Any follower of Georgia football knows why this is worthy discussion, and why I bring it up. Georgia draws two top-5 opponents from the SEC West this year. On a more macro scale, it’s interesting to see the traditional flag-bearers for the East’s crossover opponents. Florida with LSU. Tennessee with “Bama. Georgia with Auburn. With LSU, Alabama, and Auburn on varying degrees of historic runs, it’s no wonder the (perceived, therefore actual) strength of the conference lies in the West.
Who’s got the easiest road to hoe outside of the East this year?
1) Missouri: Mississippi State, at Arkansas: WELL LOOKY THERE! For the third straight year, Mizzou dodges Bama/Auburn/LSU, as well as a very scary Ole Miss team. Could Arkansas be dangerous? Totally. But assuming another offseason suddenly makes Brandon Allen a good quarterback is a tough way to sell me on Arkansas as a contender.
Just warning y’all now, Missouri could pretty easily do it again.
2) *disclaimer: none of the rest of these are what one would consider ‘easy’* Kentucky: Auburn, at Mississippi State: I still think Miss. State is the leader to be in the cellar of the SEC West. Kentucky gets them on the road, and has at least a chance against Auburn. Maybe.

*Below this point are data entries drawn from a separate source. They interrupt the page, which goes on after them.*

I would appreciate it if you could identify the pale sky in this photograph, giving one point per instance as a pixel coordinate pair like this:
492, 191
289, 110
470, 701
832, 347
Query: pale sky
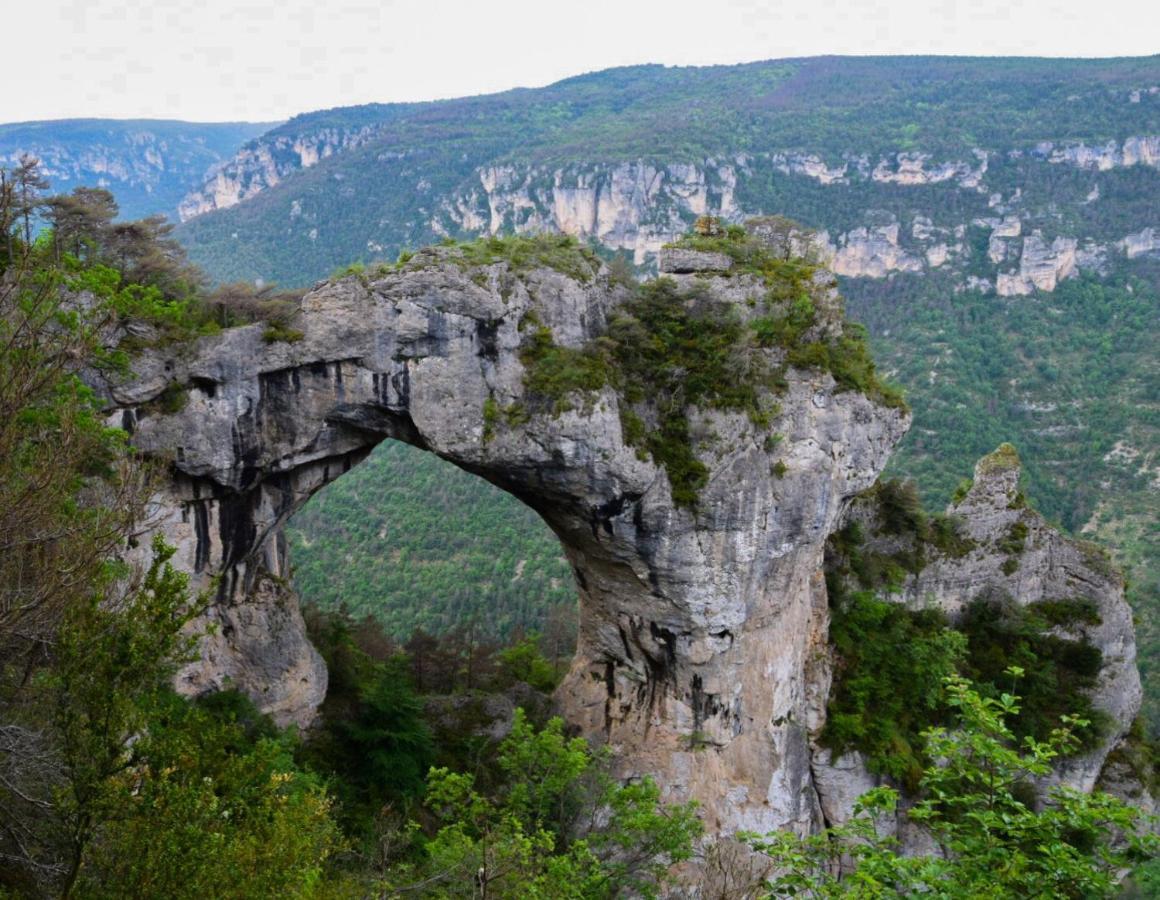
216, 60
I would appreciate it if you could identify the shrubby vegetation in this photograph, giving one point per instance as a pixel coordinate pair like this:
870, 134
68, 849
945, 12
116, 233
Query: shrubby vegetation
669, 349
436, 549
891, 660
977, 805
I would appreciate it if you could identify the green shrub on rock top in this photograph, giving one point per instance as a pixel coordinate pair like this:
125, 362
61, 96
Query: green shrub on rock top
671, 347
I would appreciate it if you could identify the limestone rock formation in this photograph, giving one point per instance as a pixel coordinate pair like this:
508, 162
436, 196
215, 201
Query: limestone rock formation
703, 655
697, 624
1041, 565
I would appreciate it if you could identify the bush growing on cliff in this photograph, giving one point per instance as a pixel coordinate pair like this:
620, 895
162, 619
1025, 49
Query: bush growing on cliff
668, 349
993, 842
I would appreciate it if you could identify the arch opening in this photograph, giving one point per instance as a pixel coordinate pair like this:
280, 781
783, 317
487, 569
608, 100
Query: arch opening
430, 551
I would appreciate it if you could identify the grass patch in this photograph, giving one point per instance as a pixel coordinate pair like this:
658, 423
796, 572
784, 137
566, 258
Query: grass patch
523, 253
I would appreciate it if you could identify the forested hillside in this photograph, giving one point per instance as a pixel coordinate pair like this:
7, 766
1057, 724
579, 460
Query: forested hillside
369, 181
994, 223
419, 544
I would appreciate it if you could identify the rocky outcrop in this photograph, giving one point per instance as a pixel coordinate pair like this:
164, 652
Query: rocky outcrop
697, 624
1043, 565
1135, 151
870, 253
266, 161
703, 655
1143, 241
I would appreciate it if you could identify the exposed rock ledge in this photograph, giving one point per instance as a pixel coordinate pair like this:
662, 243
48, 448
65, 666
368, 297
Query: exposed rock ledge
703, 632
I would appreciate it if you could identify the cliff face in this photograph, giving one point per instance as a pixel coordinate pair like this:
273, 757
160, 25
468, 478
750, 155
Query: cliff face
696, 625
150, 166
1038, 566
702, 654
263, 162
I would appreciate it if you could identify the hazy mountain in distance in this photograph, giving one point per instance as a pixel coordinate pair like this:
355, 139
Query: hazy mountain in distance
149, 165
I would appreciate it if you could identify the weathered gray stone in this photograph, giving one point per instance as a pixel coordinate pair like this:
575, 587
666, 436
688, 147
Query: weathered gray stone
703, 655
696, 626
1050, 566
676, 261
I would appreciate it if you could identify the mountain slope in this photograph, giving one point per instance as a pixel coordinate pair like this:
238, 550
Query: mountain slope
994, 223
630, 155
150, 165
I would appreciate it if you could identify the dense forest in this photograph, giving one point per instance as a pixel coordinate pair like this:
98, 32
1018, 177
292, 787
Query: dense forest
1065, 375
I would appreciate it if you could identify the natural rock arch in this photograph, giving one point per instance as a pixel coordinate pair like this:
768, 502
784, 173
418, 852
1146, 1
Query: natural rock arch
701, 630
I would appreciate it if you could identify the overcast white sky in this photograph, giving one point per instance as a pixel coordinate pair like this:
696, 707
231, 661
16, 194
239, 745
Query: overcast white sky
262, 60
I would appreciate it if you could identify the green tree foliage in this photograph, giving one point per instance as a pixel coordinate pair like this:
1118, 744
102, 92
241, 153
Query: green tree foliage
372, 738
976, 805
538, 837
891, 666
109, 784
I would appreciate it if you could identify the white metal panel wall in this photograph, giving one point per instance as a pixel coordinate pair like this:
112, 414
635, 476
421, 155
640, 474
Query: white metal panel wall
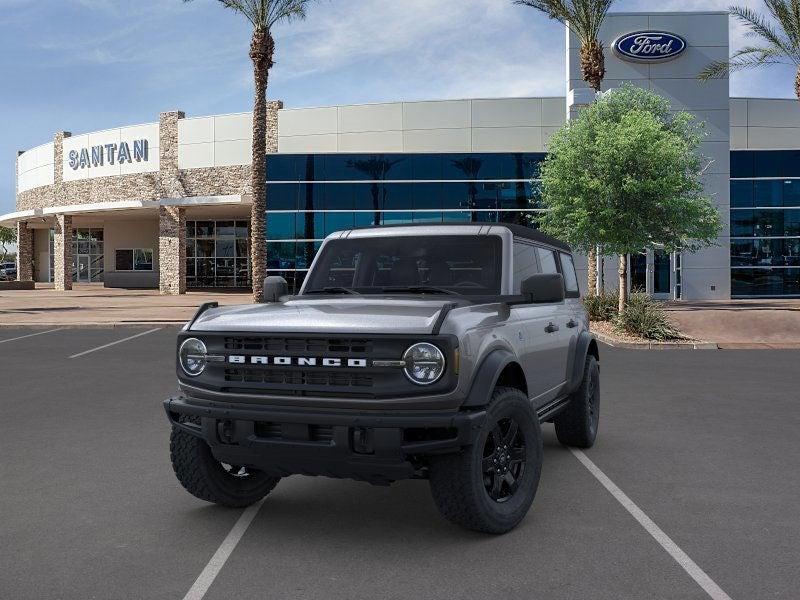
215, 141
35, 167
765, 124
484, 125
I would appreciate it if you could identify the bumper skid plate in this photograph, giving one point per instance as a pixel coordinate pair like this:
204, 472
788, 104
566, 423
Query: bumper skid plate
379, 448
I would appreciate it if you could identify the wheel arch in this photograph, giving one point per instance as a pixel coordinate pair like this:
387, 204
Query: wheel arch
500, 367
586, 345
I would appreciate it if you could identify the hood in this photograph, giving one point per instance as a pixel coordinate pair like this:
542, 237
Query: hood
321, 315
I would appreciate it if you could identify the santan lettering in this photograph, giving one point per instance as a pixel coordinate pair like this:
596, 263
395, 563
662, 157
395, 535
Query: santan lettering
97, 156
645, 44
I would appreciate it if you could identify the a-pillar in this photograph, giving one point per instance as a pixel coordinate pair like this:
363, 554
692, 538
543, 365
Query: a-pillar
24, 252
172, 250
62, 253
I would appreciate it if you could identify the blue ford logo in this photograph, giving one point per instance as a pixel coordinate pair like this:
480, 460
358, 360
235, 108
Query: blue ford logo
649, 46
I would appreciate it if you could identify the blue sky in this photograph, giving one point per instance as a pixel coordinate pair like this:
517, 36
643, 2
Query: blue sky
85, 65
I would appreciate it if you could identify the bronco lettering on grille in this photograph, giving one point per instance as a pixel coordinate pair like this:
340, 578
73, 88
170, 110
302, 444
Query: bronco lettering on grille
298, 361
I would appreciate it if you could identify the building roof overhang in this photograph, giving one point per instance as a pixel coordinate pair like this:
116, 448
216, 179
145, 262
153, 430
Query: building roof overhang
13, 218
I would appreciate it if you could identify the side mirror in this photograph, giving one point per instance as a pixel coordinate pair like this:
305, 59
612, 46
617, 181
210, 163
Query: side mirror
544, 288
275, 287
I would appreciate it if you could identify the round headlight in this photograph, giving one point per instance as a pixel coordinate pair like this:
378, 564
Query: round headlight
192, 356
424, 363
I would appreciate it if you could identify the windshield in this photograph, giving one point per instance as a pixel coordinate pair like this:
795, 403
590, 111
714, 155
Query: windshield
434, 264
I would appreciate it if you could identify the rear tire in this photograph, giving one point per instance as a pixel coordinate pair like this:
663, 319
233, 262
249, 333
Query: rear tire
490, 485
206, 478
577, 424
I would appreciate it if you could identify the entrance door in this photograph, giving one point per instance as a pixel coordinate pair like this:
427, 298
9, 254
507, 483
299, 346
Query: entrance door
662, 270
83, 268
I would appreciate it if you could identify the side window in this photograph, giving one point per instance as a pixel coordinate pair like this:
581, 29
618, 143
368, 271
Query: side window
525, 264
547, 260
568, 269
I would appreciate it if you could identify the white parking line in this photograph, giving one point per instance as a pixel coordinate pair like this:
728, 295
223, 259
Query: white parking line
115, 343
688, 565
214, 566
22, 337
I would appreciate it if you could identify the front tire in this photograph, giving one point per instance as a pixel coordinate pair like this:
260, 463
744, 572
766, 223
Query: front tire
577, 424
206, 478
490, 485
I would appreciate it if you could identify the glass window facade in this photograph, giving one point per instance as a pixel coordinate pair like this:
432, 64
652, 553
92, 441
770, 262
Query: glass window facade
310, 196
765, 223
218, 254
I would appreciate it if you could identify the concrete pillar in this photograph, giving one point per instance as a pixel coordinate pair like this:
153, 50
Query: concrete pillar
24, 252
62, 250
172, 250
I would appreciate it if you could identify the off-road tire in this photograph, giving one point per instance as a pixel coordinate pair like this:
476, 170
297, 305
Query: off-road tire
577, 424
458, 481
205, 477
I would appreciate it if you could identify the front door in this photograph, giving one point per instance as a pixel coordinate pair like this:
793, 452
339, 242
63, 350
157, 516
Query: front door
83, 269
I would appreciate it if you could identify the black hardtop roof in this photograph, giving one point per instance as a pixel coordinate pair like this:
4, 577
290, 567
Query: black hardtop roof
520, 231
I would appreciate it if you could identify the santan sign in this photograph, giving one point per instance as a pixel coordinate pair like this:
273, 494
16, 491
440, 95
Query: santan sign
649, 46
97, 156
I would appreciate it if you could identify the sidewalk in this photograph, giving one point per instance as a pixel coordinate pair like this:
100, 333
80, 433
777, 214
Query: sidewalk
740, 323
91, 305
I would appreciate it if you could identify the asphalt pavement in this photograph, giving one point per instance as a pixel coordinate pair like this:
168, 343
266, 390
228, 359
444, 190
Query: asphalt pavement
704, 443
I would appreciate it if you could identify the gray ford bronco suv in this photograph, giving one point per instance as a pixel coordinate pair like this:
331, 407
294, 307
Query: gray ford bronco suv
421, 351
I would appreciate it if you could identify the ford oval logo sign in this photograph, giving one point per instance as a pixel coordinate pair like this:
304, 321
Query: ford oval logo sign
649, 46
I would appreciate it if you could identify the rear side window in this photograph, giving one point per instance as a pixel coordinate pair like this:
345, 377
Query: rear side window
547, 260
568, 270
525, 264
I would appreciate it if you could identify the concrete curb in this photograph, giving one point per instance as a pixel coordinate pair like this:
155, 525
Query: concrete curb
608, 340
98, 325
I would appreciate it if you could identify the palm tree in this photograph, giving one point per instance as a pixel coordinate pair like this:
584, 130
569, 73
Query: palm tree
263, 15
779, 41
584, 19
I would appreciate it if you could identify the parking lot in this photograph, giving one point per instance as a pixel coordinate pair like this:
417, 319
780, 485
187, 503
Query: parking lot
703, 443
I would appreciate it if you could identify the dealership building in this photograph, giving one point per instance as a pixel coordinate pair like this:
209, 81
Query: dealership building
167, 204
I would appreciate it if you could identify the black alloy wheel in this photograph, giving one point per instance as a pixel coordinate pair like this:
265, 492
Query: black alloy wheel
503, 460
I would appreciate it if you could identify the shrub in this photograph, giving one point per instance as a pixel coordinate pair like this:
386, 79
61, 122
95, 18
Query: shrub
644, 317
602, 307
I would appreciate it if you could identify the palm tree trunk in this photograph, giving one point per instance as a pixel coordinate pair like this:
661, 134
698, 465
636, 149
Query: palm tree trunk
623, 282
261, 51
593, 67
593, 70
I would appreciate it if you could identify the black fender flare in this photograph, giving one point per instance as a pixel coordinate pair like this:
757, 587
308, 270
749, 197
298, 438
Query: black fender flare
486, 376
585, 345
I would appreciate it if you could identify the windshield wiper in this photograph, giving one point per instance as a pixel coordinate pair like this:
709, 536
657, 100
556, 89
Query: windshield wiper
420, 289
333, 290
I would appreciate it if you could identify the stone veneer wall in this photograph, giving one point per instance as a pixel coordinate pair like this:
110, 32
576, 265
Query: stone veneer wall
62, 250
24, 252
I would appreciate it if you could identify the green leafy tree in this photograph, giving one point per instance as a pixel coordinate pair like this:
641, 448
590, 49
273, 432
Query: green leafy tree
778, 40
263, 15
584, 19
627, 174
8, 236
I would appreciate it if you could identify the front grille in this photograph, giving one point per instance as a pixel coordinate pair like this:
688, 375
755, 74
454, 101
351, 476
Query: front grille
325, 346
298, 377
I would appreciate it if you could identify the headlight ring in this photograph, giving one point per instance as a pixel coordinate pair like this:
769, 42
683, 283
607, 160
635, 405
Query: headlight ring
192, 357
424, 363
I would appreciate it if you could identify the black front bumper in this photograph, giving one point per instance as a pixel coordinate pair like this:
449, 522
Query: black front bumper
378, 447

3) South Carolina: LSU, at Texas A&M: With Anthony Jennings possibly sidelined, LSU’s lack of QB play makes beating the Tigers at home possible for the ‘Cocks. And yes, I saw what aTm and Kenny Trill (remember him?) did at SC to open the year last year, but they’re at best middle-of-the-pack in the West.
4) Vanderbilt: at Ole Miss, Texas A&M: Notice a trend? The bottom four in the SEC Championship odds have the four easiest crossover schedules. I ALLUDED TO THIS ABOVE TOO!
Oh, and Vandy won’t win either of these games.
5) Tennessee: Arkansas, at Alabama: You figure they’ve at least got a shot against Arky at home. The third Saturday in October will be a ‘Roll Tide’ weekend for Georgia fans, as Tennessee is the second-most talented team in the East. Still think Missouri is the biggest challenger, though.
6) Florida: Ole Miss, at LSU: Not to spoil anything for our upcoming previews, but I think Ole Miss is a serious contender not only for the West, but for a playoff berth. And Death Valley is Death Valley.
7) Georgia: Alabama, at Auburn: Obviously, the impetus for this post. If you told me Georgia was going to split at worst, I’d buy a ticket to the SEC Championship game today. But…many publications are picking BOTH of these teams for the CFP. That’s rough sailing for a team breaking in a new QB.